Temer diz que Brasil não pode admitir morte de brasileira na Nicarágua sem tomar providências
O Itamaraty cobrou explicações do presidente sandinista Daniel Ortega, alvo de uma série de protestos nos últimos meses

Fonte: Estadão - Por Felipe Frazão e Célia Froufe, enviados especiais a Joanesburgo
Foto: Reprodução/Estadão/Facebook
O presidente do Brasil, Michel Temer, disse nesta quinta-feira, 26, que o País não pode admitir a morte da estudante Raynéia Gabrielle Lima, de 31 anos, sem tomar providências a respeito, mas não citou possíveis medidas que podem ser adotadas por Brasília.
Raynéia vivia na Nicarágua e foi assassinada a tiros em circunstâncias ainda não esclarecidas. A pernambucana cursava medicina na Universidade Americana em Manágua, capital do país.

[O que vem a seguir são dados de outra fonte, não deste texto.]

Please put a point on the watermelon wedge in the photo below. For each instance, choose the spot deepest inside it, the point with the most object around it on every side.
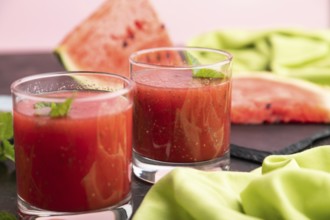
(268, 98)
(104, 41)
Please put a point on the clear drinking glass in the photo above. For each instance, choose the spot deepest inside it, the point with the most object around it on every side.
(73, 145)
(181, 110)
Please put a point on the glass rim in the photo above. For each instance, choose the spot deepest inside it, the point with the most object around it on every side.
(132, 57)
(105, 95)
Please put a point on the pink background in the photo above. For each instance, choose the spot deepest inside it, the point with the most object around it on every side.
(38, 25)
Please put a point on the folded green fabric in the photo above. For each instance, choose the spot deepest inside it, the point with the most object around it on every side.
(289, 52)
(293, 186)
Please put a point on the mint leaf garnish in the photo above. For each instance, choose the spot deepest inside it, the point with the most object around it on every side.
(6, 134)
(202, 73)
(55, 110)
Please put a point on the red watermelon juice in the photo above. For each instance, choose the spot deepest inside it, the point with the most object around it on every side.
(178, 118)
(75, 163)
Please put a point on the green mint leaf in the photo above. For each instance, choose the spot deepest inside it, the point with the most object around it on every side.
(53, 109)
(8, 150)
(40, 105)
(6, 133)
(60, 109)
(202, 73)
(7, 216)
(6, 126)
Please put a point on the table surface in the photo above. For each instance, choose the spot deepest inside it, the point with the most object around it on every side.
(264, 137)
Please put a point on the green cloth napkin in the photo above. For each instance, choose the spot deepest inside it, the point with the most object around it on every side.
(289, 52)
(293, 186)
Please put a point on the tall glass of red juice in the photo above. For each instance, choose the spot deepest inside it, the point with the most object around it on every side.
(181, 110)
(73, 144)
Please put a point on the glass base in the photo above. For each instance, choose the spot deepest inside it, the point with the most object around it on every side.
(122, 211)
(153, 170)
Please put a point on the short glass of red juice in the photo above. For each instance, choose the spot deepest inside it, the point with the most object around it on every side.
(181, 110)
(73, 144)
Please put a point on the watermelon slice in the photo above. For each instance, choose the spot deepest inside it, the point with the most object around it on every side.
(104, 41)
(268, 98)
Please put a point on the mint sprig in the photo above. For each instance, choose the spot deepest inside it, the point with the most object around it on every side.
(6, 135)
(204, 72)
(53, 109)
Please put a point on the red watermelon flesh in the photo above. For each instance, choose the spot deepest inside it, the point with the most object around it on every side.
(104, 41)
(265, 98)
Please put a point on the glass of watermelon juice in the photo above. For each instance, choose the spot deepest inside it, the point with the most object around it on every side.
(181, 110)
(73, 144)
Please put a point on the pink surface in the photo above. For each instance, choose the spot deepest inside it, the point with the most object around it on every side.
(40, 25)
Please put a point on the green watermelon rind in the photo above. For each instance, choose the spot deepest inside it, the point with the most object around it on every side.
(91, 81)
(65, 59)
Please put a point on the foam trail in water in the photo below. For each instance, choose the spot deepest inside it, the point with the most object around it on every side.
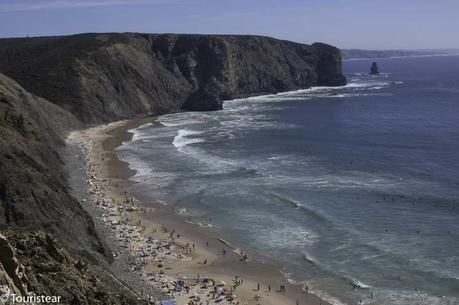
(182, 139)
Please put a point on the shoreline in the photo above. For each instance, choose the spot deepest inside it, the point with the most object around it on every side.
(109, 178)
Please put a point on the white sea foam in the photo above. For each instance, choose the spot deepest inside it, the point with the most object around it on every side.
(183, 138)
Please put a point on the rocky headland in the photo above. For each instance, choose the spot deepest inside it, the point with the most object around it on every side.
(50, 86)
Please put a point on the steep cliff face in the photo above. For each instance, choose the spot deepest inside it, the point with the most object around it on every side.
(33, 192)
(104, 77)
(37, 263)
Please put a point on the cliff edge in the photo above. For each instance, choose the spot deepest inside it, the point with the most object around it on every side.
(107, 77)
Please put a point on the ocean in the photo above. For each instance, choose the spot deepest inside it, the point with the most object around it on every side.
(334, 184)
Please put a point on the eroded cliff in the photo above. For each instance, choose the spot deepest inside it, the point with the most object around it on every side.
(105, 77)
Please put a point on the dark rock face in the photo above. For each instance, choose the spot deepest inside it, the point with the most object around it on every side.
(374, 68)
(33, 192)
(94, 78)
(105, 77)
(36, 262)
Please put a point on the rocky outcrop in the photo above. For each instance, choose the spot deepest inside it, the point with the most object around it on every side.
(33, 191)
(37, 264)
(89, 78)
(105, 77)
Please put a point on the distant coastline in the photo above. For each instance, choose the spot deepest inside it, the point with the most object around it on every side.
(357, 54)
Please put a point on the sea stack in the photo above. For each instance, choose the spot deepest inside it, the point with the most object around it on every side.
(374, 68)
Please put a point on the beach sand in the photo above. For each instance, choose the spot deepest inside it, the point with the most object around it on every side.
(180, 260)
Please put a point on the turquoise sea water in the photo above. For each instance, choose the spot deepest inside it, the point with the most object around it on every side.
(334, 184)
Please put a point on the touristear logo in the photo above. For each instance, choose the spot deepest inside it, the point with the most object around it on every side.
(4, 294)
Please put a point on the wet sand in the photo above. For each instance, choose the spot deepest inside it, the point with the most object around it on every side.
(143, 229)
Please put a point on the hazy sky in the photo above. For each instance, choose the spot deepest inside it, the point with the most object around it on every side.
(367, 24)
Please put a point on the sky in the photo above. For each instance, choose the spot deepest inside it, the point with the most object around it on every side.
(363, 24)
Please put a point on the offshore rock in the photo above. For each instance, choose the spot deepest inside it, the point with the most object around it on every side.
(106, 77)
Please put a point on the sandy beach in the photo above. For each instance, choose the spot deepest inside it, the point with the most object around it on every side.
(173, 258)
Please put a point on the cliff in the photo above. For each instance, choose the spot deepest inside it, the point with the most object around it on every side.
(64, 83)
(106, 77)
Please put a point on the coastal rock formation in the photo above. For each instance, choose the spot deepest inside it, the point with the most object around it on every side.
(33, 192)
(35, 263)
(106, 77)
(90, 78)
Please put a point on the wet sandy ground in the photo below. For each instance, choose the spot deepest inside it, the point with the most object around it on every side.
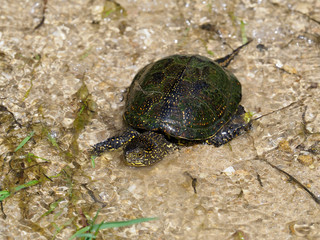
(65, 67)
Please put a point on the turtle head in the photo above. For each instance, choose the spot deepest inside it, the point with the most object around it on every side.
(145, 149)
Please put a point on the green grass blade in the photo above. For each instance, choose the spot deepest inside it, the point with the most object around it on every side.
(4, 194)
(24, 141)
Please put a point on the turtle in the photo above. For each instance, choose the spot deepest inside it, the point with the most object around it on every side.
(179, 100)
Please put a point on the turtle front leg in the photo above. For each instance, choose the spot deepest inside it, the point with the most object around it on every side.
(235, 127)
(147, 149)
(114, 142)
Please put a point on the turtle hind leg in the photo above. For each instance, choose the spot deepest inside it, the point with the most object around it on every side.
(235, 127)
(225, 61)
(114, 142)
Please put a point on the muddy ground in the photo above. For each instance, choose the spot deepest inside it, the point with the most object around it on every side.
(65, 67)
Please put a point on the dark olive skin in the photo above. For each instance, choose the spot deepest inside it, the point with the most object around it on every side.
(187, 98)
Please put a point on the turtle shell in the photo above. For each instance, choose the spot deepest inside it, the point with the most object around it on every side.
(185, 96)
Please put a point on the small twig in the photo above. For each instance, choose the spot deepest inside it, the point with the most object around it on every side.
(193, 183)
(293, 179)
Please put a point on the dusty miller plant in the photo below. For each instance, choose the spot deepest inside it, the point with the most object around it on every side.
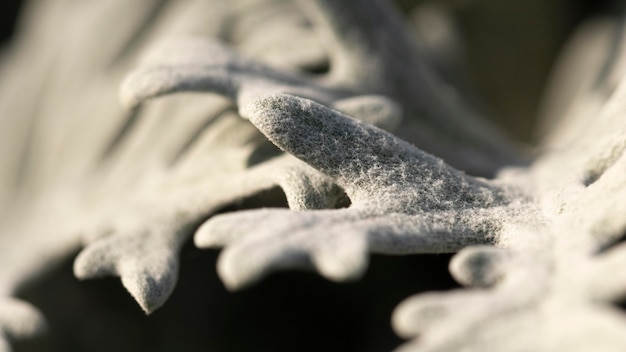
(346, 114)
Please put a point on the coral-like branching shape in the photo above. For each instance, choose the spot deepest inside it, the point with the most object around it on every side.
(539, 245)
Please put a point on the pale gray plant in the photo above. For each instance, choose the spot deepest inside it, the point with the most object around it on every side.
(133, 185)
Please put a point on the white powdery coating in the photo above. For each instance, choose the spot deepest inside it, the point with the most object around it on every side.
(546, 273)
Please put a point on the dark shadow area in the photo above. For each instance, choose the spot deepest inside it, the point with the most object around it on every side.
(290, 311)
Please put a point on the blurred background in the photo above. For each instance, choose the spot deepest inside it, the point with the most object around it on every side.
(506, 52)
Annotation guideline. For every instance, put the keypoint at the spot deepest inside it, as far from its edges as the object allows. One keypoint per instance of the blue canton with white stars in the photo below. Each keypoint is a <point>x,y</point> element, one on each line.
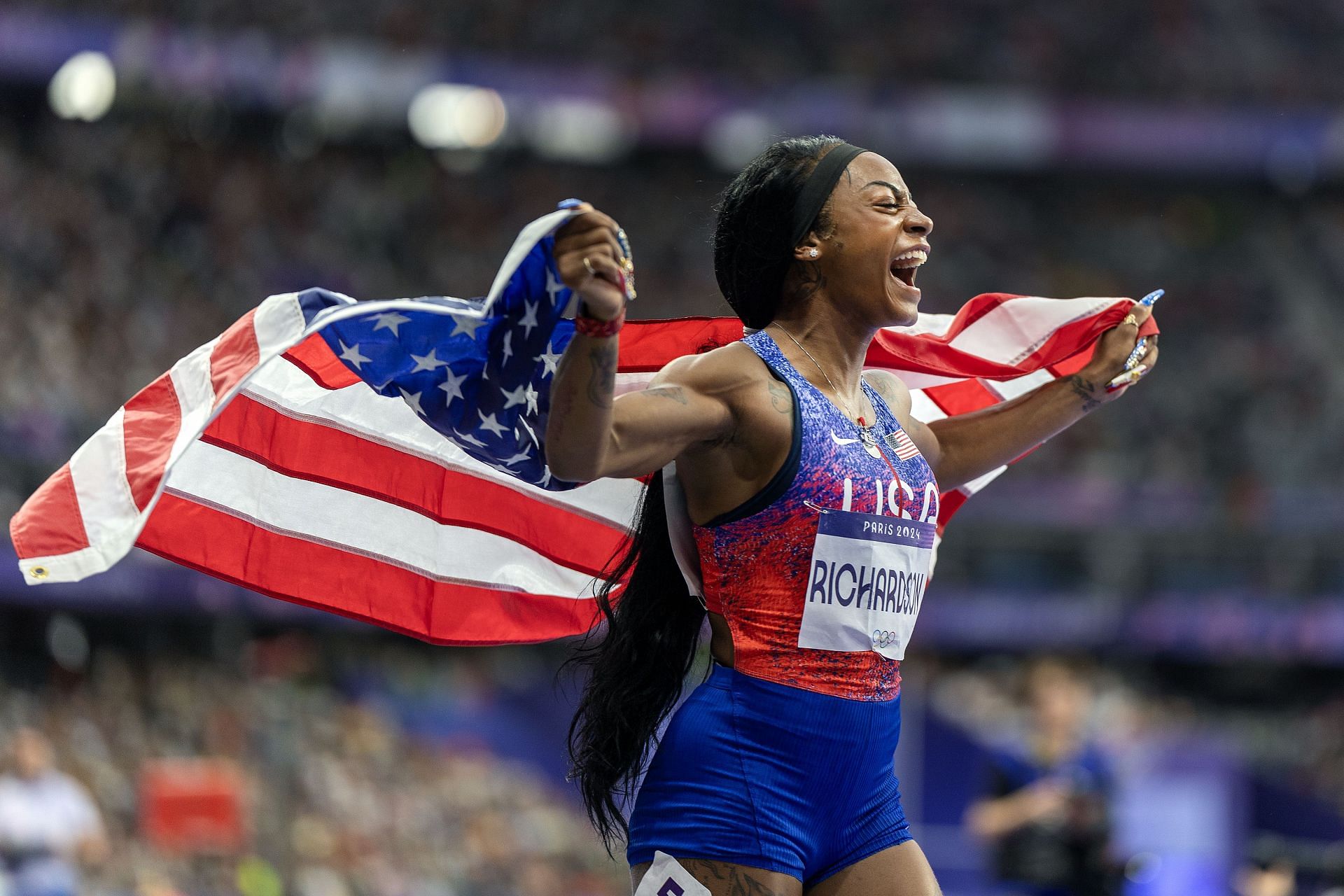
<point>482,382</point>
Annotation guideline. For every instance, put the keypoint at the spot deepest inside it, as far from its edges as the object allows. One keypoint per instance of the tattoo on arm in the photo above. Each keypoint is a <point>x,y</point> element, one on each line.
<point>603,377</point>
<point>673,393</point>
<point>1086,391</point>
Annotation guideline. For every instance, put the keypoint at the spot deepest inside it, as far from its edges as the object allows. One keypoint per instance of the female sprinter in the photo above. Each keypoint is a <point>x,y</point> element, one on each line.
<point>776,776</point>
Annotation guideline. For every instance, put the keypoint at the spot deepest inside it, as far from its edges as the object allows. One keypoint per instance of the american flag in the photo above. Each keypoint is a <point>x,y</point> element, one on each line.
<point>384,461</point>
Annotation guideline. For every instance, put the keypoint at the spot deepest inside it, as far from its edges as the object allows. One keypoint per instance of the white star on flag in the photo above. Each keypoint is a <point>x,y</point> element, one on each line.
<point>470,438</point>
<point>351,354</point>
<point>467,324</point>
<point>489,424</point>
<point>390,320</point>
<point>412,399</point>
<point>428,362</point>
<point>528,318</point>
<point>454,386</point>
<point>550,359</point>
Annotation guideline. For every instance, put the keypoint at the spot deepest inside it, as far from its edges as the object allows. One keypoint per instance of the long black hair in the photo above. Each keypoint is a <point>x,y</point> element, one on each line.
<point>638,663</point>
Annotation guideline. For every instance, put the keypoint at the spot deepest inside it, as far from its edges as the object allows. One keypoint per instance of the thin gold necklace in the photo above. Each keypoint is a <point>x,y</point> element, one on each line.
<point>864,430</point>
<point>866,433</point>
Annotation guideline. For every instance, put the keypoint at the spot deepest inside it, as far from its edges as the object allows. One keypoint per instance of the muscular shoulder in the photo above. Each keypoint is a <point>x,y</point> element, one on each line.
<point>722,372</point>
<point>892,391</point>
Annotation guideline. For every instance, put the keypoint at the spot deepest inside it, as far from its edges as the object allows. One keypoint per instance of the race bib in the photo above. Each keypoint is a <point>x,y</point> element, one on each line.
<point>867,580</point>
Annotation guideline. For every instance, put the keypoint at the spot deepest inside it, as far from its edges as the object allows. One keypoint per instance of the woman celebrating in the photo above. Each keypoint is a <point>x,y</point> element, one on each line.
<point>813,496</point>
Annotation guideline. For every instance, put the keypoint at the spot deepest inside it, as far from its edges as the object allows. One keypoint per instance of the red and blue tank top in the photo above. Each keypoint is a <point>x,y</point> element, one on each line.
<point>757,561</point>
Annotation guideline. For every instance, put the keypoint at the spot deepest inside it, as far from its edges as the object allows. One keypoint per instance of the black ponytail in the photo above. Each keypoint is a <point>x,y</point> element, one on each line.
<point>752,251</point>
<point>638,664</point>
<point>636,668</point>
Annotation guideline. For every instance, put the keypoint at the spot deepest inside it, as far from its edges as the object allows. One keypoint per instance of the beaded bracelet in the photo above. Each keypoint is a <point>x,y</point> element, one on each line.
<point>594,328</point>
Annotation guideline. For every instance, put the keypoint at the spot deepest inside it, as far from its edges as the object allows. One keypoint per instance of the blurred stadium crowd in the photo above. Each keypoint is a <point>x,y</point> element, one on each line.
<point>1268,51</point>
<point>120,254</point>
<point>337,797</point>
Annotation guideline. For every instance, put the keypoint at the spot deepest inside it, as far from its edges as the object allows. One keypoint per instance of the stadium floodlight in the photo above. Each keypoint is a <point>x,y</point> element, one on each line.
<point>733,140</point>
<point>585,131</point>
<point>84,88</point>
<point>447,115</point>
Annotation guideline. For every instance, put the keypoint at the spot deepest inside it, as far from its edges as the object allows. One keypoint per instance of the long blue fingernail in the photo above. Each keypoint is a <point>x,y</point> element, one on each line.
<point>1138,354</point>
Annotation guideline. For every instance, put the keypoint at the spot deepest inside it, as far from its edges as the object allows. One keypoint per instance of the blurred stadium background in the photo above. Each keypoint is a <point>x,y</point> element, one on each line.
<point>166,166</point>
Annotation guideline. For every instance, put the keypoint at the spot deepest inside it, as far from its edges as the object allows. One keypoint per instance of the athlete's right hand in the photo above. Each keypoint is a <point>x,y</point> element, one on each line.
<point>592,235</point>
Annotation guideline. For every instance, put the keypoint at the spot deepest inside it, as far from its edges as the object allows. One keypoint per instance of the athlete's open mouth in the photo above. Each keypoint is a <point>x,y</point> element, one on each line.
<point>905,265</point>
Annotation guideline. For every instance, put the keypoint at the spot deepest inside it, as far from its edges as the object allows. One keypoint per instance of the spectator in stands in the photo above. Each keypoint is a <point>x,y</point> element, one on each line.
<point>49,825</point>
<point>1046,813</point>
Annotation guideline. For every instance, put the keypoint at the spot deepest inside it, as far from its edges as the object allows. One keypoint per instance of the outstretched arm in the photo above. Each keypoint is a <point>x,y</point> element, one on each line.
<point>967,447</point>
<point>592,434</point>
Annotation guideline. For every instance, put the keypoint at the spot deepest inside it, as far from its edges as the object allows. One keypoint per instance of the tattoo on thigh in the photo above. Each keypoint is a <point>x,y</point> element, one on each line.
<point>673,393</point>
<point>724,879</point>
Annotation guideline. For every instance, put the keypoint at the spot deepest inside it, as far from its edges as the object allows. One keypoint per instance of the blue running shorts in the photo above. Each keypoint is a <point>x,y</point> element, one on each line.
<point>772,777</point>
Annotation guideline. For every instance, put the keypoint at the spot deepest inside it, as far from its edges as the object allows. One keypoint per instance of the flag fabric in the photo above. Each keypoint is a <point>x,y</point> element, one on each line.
<point>384,460</point>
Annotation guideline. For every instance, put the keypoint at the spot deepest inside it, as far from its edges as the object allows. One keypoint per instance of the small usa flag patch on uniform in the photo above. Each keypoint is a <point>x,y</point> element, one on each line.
<point>901,444</point>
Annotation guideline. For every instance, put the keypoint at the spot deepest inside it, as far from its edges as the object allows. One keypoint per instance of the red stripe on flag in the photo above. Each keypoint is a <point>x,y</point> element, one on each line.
<point>934,355</point>
<point>961,398</point>
<point>50,523</point>
<point>332,457</point>
<point>648,346</point>
<point>234,355</point>
<point>315,358</point>
<point>316,575</point>
<point>150,428</point>
<point>948,505</point>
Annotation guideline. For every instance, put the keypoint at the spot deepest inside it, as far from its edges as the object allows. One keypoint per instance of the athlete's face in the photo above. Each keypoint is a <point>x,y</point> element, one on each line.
<point>876,242</point>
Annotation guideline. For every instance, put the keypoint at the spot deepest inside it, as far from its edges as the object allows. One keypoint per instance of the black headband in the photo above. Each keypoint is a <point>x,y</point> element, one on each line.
<point>818,188</point>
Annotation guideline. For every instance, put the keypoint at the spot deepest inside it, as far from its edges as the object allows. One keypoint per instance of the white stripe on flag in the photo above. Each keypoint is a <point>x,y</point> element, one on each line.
<point>1016,328</point>
<point>387,421</point>
<point>366,526</point>
<point>277,323</point>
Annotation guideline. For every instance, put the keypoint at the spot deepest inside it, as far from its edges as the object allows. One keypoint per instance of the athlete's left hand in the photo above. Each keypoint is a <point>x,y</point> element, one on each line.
<point>1108,363</point>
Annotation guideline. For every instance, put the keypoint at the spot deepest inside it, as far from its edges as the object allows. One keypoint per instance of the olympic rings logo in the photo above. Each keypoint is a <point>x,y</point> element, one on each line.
<point>885,638</point>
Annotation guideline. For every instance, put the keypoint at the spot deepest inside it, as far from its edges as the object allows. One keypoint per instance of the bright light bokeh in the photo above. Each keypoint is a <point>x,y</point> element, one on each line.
<point>456,117</point>
<point>84,88</point>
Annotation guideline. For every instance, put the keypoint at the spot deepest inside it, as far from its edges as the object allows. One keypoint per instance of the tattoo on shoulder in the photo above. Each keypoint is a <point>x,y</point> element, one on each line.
<point>673,393</point>
<point>1086,391</point>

“Não é possível que nós admitamos simplesmente a lamentável morte de uma brasileira, sem que tomemos providências. Providências estão sendo tomadas diariamente”, disse Temer após reunião com o presidente da China, Xi Jinping, pouco antes da abertura oficial da 10.ª Cúpula dos Brics, na África do Sul. “Estamos tomando todas as providências anunciadas pelo nosso embaixador e ministro das Relações Exteriores para solucionar (o caso) o mais rápido possível.”
O Itamaraty cobrou explicações do presidente sandinista Daniel Ortega, alvo de uma série de protestos nos últimos meses. Os atos têm sido reprimidos por forças de segurança leais ao governo, entre oficiais e paramilitares, além de partidários do mandatário.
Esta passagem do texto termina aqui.